In what follows, I will first discuss ancient Greek (mainly Platonic) notions of sophrosyne, and show how this concept is grounded in ancient Greek music theory, specifically, their understanding of harmony as geometric proportion. I will then use Jacques Attali’s work on music and Michel Foucault’s late work on both ancient Greek thought and neoliberalism to first (a) establish that moderation is important to neoliberalism’s marketization of everything, and then (b) show that this neoliberal concept of moderation is, like ancient Greek sophrosyne, grounded in a concept of harmony, but a concept of harmony that’s different than the Greeks’ geometric one. This neoliberal concept of harmony is acoustic and algorithmic. I will conclude with an example of acoustic sophrosyne, both as a structure of subjectivity and as a musical gesture—the aforementioned Ludacris song.
Neoliberal sophrosyne is the practice of distorting oneself as much as possible–being as “loud,” as “gaga,” as manic-pixie-dreamy, as “ludacris” as we can–without upsetting the overall signal. It’s “healthy” risk-taking that doesn’t pass over into pathological over- or under-use. To be successful entrepreneurs of ourselves, we must be moderate. And as the Luda video suggests, being “moderate” means being just white, masculine, homonormative enough so that your self-entrepreneurship doesn’t distort the overall distribution of wealth and privilege.
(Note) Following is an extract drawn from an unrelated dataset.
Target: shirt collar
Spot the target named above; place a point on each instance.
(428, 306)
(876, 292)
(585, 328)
If human capital is, as Angela Mitropoulos puts it, “the unfolding of (capitalist) economic logic onto putatively non-market behaviours” (Mitropoulos Contract & Congagion 149), sophrosyne explains how market mechanisms—that is, algorithms–can manifest in and across bodies as affects.
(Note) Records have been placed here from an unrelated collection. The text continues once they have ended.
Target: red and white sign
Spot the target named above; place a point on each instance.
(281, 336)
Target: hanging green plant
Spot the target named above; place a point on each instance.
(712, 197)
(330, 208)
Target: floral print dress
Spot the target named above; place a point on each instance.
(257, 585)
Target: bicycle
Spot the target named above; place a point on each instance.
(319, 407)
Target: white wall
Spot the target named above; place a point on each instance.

Sophrosynetranslates algorithms to affect, mathematical propositions to kinesthetic and aesthetic properties. It is a tool neoliberalism uses to make affect, corporeality, and non-propositional/drastic/implicit knowledges legible to, and thus controllable by, market logics. That is, sophrosyne allows us to think of and/or experience affect, bodies, habit, non-propositionalizable phenomena as a (neoliberal, deregulated) market.
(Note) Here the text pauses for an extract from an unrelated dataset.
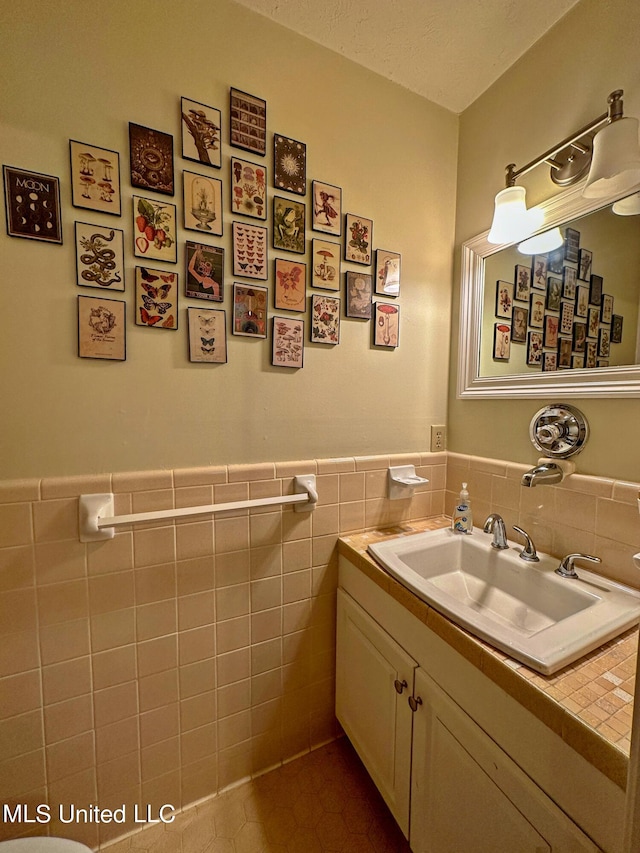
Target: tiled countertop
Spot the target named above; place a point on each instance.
(588, 704)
It’s how we bring otherwise non-quantifiable phenomena into algorithmic quantifiability. This is why the sonic metaphor is so important. Understanding something in sonic terms lets us think of it algorithmically, which then easily translates into statistical/algorithmic terms. I’m arguing that sonic metaphors do important ideological work for neoliberalism—it’s one significant way that non-quantifiable, non-propositionalizable phenomena are conceivable as markets or in market terms.